Between going to a Christian school and growing up in church, there was one thing I was taught that I always had a hard time with. It has nothing to do with the belief system. In fact, it's quite the opposite - MY belief system. I cannot count how many times I've been told to "practice sharing my testimony, so when the day comes, I'd be ready." My problem with this? I didn't have an interesting testimony. My testimony, I thought, was bland. In fact, I can write it in two sentences. I grew up in the church and went to a Christian school. When I was in first grade, I accepted Christ. The end. Thrilling, right? As I got older, those two sentences expanded to "where I was, when I chose, who Christ is to me now." I was able to tack on the fact that I grew up, and God became my Father, my Guidance, my Friend, and my solid rock when I was on shaky ground. I would hear other people's stories and think about how lame mine sounded. Kids my age turning their lives around made my life feel dull.
The older I got, the less inspiring I found my story. Up until recently, I never realized just how inspiration my story really was. I didn't tell it to anyone, and no one who knows me told me just how impacted they felt. It was just one of those things where I realized, no one's testimony is greater than another person's. In fact, they're all the same story:
"I was broken and enslaved to sin. God's grace gave me salvation and made me whole. I was lost, but now I am found. I was a child of the world, but now I am a child of the King."

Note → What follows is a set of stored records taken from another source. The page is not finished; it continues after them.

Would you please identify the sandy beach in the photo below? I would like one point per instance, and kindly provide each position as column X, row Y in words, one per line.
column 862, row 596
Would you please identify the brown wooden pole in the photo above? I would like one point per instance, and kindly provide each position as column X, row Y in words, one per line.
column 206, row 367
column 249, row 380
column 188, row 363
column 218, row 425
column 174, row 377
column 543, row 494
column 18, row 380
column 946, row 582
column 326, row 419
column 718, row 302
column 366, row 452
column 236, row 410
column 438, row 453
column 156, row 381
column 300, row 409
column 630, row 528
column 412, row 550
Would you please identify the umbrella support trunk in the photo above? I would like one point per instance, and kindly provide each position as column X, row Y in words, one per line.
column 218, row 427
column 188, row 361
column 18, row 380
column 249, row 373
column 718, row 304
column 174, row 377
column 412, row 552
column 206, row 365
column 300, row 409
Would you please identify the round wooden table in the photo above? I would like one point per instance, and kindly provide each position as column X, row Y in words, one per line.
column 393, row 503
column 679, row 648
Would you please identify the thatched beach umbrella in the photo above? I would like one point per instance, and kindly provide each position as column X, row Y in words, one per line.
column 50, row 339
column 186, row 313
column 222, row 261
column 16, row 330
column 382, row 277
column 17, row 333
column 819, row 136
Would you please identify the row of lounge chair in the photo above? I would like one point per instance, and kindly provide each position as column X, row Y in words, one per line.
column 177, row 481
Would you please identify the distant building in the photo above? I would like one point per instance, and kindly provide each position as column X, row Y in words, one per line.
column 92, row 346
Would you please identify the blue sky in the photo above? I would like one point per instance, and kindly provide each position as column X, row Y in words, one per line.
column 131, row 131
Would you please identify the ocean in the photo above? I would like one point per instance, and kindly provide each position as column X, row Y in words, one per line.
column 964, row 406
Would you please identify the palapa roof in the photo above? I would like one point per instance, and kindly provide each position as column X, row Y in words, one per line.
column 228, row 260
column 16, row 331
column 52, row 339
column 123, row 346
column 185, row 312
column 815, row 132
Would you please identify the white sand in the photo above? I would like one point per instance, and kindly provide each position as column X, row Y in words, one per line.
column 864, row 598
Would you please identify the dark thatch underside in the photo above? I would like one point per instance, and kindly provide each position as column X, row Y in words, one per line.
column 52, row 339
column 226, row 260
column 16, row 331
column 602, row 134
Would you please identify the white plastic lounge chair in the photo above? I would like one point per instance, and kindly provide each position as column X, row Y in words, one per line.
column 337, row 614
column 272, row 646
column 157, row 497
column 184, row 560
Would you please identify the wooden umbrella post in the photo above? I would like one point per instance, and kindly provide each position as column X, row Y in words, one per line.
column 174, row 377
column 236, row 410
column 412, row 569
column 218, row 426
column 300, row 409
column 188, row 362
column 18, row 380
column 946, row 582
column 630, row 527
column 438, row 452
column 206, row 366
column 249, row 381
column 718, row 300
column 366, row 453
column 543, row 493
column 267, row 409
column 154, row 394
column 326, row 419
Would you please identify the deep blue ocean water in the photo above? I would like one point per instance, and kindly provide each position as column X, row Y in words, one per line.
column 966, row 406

If you ask me, that's some powerful stuff right there. That's my testimony. Sure, I was 6, my life had only begun. The worst thing I had done was lie to my parents or take my sister's toy away from her. Interesting? Maybe not. Powerful? Always. How great is it that we get to become God's kids?! People say "it doesn't matter how old I've gotten - I will always need my mother/father." That's how it is with God. We will always need Him. It doesn't matter how far away from Him we've gone, the things we've done, or how independent we THINK we are - He'll always be waiting there for you to call on Him, because He knows you'll need His help. Whether you're sick, hurting, just want to tell Him "thanks," He waits patiently for us to call on Him. Just like our parents.
1 John 3:1-2 - "How great is the love the Father has lavished on us, that we should be called children of God! And that is what we are! The reason the world does not know us is that it did not know him. Dear friends, now we are children of God, and what we will be has not yet been made known. But we know that when he appears, we shall be like him, for we shall see him as he is."
If you read the rest of that chapter, it delves into the salvation Jesus provides for us. It's our testimony! Take a look for yourself: (vs. 3-10)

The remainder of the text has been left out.